By definition of the derivative, $\displaystyle e^{t_0X}\frac{e^{h_nX}-1}{h_n}$ converges pointwise to $Xe^{t_0X}$, so it suffices to dominate it. Note that $$\forall h\in \mathbb R, \forall x\in \mathbb R, \left|\frac{e^{hx}-1}{h}\right| = \left|\int_0^x e^{hu}du\right|\leq |x|e^{|hx|}\leq |x|(e^{-hx}+e^{-hx})$$
hence $$\left|e^{t_0X}\frac{e^{h_nX}-1}{h_n}\right|\leq |X|(e^{(t_0-h_n)X}+e^{(t_0+h_n)X})$$
Let $N$ be such that $n\geq N\implies |h_n|\leq \frac \epsilon 2$. Note that there exists some $A_\epsilon>0$ such that $$|x|\geq A_\epsilon \implies |x|\leq e^{(\epsilon/ 2) |x|}$$ so that $\forall x\in \mathbb R, |x|\leq A_\epsilon + e^{(\epsilon/ 2) |x|}\leq A_\epsilon + e^{-(\epsilon/ 2) x}+e^{(\epsilon/ 2) x}$.
For $n\geq N$, $$\begin{aligned} |X|(e^{(t_0-h_n)X}+e^{(t_0+h_n)X}) &\leq (A_\epsilon + e^{-(\epsilon/ 2) x}+e^{(\epsilon/ 2) x})(e^{(t_0-h_n)X}+e^{(t_0+h_n)X})\\ &= A_\epsilon (e^{(t_0-h_n)X}+e^{(t_0+h_n)X}) \begin{aligned}[t]&+ e^{(t_0-h_n-(\epsilon/ 2))X} + e^{(t_0-h_n+(\epsilon/ 2))X}\\ &+e^{(t_0+h_n-(\epsilon/ 2))X} +e^{(t_0+h_n+(\epsilon/ 2))X}\end{aligned} \end{aligned}$$
By the assumption that $M$ is bounded on $(t_0-\epsilon, t_0+\epsilon)$ and the previous bound, we get the domination needed to apply the dominated convergence theorem.

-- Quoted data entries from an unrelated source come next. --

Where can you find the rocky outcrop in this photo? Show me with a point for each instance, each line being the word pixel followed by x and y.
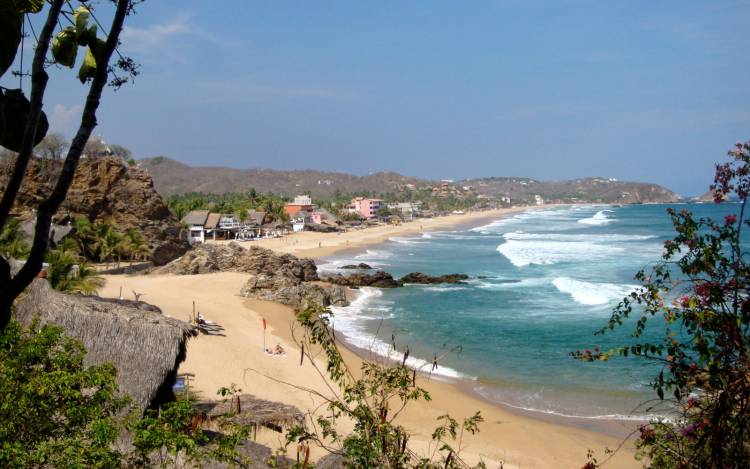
pixel 382 279
pixel 283 278
pixel 208 258
pixel 360 266
pixel 423 279
pixel 104 188
pixel 379 279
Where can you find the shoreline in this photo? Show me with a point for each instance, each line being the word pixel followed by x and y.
pixel 317 246
pixel 618 428
pixel 237 356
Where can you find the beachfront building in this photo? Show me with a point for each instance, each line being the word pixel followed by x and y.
pixel 365 207
pixel 406 209
pixel 300 220
pixel 300 203
pixel 196 225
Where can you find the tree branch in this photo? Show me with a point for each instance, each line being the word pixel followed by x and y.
pixel 39 79
pixel 49 206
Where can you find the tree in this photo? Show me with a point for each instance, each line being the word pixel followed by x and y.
pixel 62 413
pixel 372 401
pixel 120 151
pixel 66 414
pixel 701 289
pixel 12 242
pixel 27 125
pixel 67 271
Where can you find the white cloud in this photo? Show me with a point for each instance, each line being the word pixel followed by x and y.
pixel 63 119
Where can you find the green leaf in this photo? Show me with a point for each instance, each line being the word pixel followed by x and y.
pixel 87 37
pixel 88 67
pixel 81 19
pixel 10 35
pixel 29 6
pixel 65 47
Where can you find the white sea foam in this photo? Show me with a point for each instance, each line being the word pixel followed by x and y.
pixel 372 254
pixel 349 321
pixel 600 218
pixel 589 293
pixel 598 238
pixel 626 417
pixel 523 253
pixel 503 284
pixel 406 240
pixel 445 288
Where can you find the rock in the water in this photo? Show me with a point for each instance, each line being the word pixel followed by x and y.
pixel 424 279
pixel 379 279
pixel 360 266
pixel 283 278
pixel 207 258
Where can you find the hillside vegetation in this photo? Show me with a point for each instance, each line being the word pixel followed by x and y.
pixel 173 177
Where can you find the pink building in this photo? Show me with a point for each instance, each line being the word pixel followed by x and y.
pixel 365 207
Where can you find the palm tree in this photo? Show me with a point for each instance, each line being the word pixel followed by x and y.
pixel 84 236
pixel 12 244
pixel 135 245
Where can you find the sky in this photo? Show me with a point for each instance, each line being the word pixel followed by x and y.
pixel 653 91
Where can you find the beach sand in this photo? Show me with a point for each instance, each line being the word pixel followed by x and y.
pixel 515 439
pixel 319 245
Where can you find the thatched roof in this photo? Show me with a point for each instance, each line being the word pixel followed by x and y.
pixel 255 411
pixel 145 346
pixel 195 217
pixel 212 221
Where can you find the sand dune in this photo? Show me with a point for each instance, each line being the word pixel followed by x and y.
pixel 516 440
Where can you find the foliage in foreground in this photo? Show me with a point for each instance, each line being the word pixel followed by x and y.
pixel 55 412
pixel 701 288
pixel 373 401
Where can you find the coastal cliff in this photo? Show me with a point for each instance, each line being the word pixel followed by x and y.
pixel 104 188
pixel 282 278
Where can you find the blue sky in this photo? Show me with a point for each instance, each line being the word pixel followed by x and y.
pixel 641 90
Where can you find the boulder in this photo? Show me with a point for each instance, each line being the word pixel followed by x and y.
pixel 207 258
pixel 379 279
pixel 103 188
pixel 424 279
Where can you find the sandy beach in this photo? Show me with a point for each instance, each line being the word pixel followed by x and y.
pixel 319 245
pixel 237 356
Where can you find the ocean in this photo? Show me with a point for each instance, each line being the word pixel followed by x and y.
pixel 542 282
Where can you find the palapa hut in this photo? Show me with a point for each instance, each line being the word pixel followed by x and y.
pixel 145 346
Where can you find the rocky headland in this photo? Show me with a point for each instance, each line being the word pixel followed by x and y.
pixel 283 278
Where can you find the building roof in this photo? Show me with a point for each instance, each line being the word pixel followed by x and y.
pixel 195 217
pixel 113 331
pixel 256 216
pixel 213 220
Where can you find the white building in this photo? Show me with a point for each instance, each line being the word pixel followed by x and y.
pixel 196 223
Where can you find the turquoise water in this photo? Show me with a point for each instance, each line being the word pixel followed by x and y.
pixel 542 283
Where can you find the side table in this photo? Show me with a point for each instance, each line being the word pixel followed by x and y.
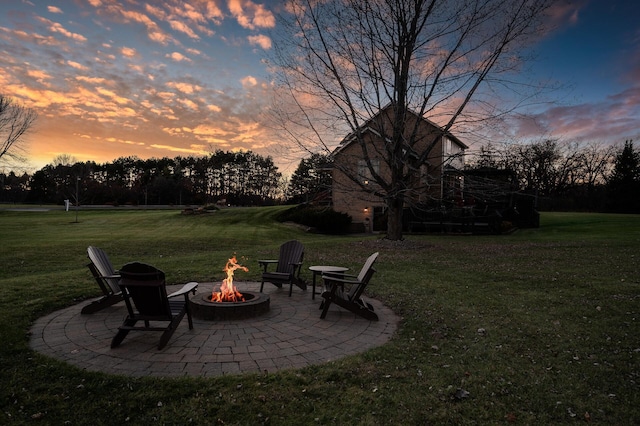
pixel 321 269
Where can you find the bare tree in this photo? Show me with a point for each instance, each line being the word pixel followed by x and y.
pixel 340 62
pixel 15 121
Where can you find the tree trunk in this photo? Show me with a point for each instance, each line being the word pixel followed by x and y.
pixel 394 218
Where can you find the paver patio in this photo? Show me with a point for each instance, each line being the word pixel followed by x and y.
pixel 290 335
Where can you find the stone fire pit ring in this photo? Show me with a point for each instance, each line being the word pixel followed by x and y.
pixel 255 304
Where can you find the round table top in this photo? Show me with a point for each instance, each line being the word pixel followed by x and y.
pixel 327 268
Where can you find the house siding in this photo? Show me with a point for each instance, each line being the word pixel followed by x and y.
pixel 349 197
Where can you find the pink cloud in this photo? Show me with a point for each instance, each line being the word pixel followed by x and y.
pixel 251 15
pixel 614 119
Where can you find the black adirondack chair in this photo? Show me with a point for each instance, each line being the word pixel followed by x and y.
pixel 146 298
pixel 106 277
pixel 288 266
pixel 334 291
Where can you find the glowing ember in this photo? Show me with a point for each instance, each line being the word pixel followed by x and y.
pixel 228 292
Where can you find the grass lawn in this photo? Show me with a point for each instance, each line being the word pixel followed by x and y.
pixel 539 327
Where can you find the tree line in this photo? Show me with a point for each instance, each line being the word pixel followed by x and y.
pixel 238 178
pixel 568 175
pixel 562 176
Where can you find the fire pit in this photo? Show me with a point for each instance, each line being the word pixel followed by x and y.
pixel 229 303
pixel 254 304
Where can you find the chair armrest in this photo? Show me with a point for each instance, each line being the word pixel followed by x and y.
pixel 340 280
pixel 192 286
pixel 110 276
pixel 266 262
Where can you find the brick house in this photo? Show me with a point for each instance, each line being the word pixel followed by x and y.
pixel 433 178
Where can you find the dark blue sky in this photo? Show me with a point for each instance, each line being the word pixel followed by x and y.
pixel 167 78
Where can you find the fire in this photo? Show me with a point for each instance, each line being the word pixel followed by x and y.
pixel 228 292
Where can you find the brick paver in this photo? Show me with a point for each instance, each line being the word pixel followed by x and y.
pixel 290 335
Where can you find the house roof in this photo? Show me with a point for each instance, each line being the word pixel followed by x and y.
pixel 366 127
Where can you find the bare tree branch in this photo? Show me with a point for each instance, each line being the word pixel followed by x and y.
pixel 15 121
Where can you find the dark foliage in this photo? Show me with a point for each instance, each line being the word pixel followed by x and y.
pixel 242 178
pixel 322 219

So $$M'(t_0) = E(Xe^{t_0X})$$
Solution 3:
Actually, the reason is that both the operators ${d\over dt}$ and $\int$ are linear operators over the functions space which we will recall as $F$. The reason is easy. For the derivative operator we have $$\forall f_1,f_2\in F\quad,\quad {d\over dt}(af_1+bf_2)=a{d\over dt}f_1+b{d\over dt}f_2$$and for the integral $$\int_X af_1+bf_2=a\int_Xf_1+b\int_Xf_2$$
The general result is that
$$\text{Any two linear operators can be swapped over the operands.}$$
The concept of expected value
As intuition says, to obtain a simple average from a set of data, we sum the data up and divide the result over their total number. Say, the data $\{x_1,x_2,\cdots ,x_n\}$ are given. The average of these data, which we denote by $\bar x$, becomes$$\bar x={1\over n}\sum_{i=1}^{n}x_i$$similarly for a continuous data such as a function like $g(x)$, the average over an interval $[a,b]$ becomes $$\bar g={1\over b-a}\int_a^b g(x)dx$$as long as the integral exists and is bounded.
To some reasons, one subset of data matters to us more than the others so as they must also be more determining in the total average. To respect this case, we define a weighted average with a weight function $f(x)$ to apply to $g(x)$. The weighted will then become$$\bar g_w=\int_a^b{g(x)f(x)dx}$$where$${\int_a^b f(x)=1\\f(x)\ge 0\quad,\quad x\in [a,b]}$$The mathematical expectation of a function $g(x)$ under the PDF of a random variable is then defined as $$E\{g(x)\}=\int_Xg(x)f(x)dx$$where the PDF $f(x)$ actually determines which parts of $g(x)$ matter more and which matter less.